病気が見つかった時、きっとみんな同じ気持ちになります。一人だけじゃないです。身体の中にもやもやした黒い気持ちは吐き出したほうが楽になります。吐き出したら、大きく息を吸って前を見ることができます。まだまだ私も戦いの途中です。同じような人がまだ頑張っています。一緒に頑張りましょう。
うれしかったお見舞い品と、その理由
上司からもらった、たくさんの映画のDVDです。手術後は、家を出るのも嫌でずっと家に引きこもっていました。朝から晩まで見ていました。
病院食のおかずとして用意してよかったもの
ビターインゼリー、鍋焼きうどんやグラタンなどの冷凍食品。
食事の用意をするのも体がつらく、冷凍食品を大量に買い込んでいました。
薬の副作用のせいか食欲がなかったので、携帯食は常にストックしていました。
暇つぶしとしてやっていたことと、その感想
一日中、朝から晩までDVDの映画を見ていました。
その当時は感情の起伏が激しく、テレビのワイドショーを見てると、ちょっとしたことでイライラとしてしまっていたので、ハッピーエンドの映画をよく見ていました。
役にたった便利グッズと、その理由
電子レンジで温められ、冷蔵庫に入れて冷やすことのできるジェルパックです。昔、リフレクソロジーのお店で購入したと思います。熱が出た時は、氷のうとしてつかい、抗がん剤治療のあとは身体が冷えるので、電子レンジで温めてカイロ代わりにしていました。

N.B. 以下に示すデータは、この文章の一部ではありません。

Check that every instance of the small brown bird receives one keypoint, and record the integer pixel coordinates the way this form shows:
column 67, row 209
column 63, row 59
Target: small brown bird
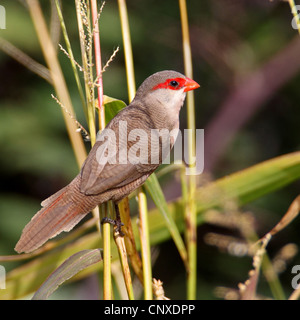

今1番楽しみにしていること、生きていてよかったと思えるようなこと
家族と旅行にいったり、上司と美味しいものを食べ行って、沢山笑って、もっともっと楽しいことをしたいと思います。あの時、病院に行かず、精密検査を受けていなければきっとガンは見つかっていなかったと思います。自分の人生はもっと早くに終わっていたかもしれません。でも、苦しみの中で、家族や友人のやさしさを身にしみて感じ、自分もみんなを大切にしなければと思いました。私はまだ生きています。生きている間は、もっともっと色々んなことを楽しみたいと思っています。